I wished I was the gay painter from Manhattan struggling to choose between 2 hunks.
You see, I never knew I was "those people" until I entered the space where I was nothing but. Until then, I was simply myself, an unbothered existence moving through the world as it was meant to be moved through. But then, I walked into their room, their streets, their expectations, and suddenly, I was no longer just a person. I was a category, a cautionary tale, an afterthought wrapped in whispered warnings and side eyes.
To my mom and dad, I was beautiful. I was the girl with unruly, crazy black curls that defied gravity, eyebrows black as night, olive skin that reminded them of the trees at home—strong, rooted, and full of life. I was euyeni, their eyes, shielding me from seeing the hate. I was esemche—the sun, radiant and warm. I was benti, their daughter, their pride. They saw me as a masterpiece before they tried to reduce me to a rough draft. In their eyes, I was whole and unshaken, long before I ever had to defend it.
It was there, in that space, that I learned my voice was a disruption, my presence a question no one had asked but everyone was answering. They saw me before I saw myself, defined me before I had a chance to introduce myself. I was "those people."
At first, I searched for the insult– You know? The flaw, the thing about me that warranted the label or box. I turned myself over like a stone in my own hands, looking for the crack that made me different. The stain that made me unfit. And then, I realized—I had never been broken. The weight was never mine to carry.
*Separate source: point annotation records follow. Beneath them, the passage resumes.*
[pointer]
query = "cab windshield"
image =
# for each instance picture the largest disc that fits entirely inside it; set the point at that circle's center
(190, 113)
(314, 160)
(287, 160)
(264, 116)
Because to be "those people" is to be the reminder they try to ignore. The evidence of a history they rewrite. The future they cannot outrun. We are the rhythm in their silence, the color in their gray, the question in their certainty. They can shrink from us, they can sneer at us, they can try to erase us, but they cannot make us anything less than everything we are.
So, let them clutch their pearls and their prejudices. Let them redefine excellence so it never quite includes us. Let them gawk and whisper and fear.
Because if I must be "those people," then I will be.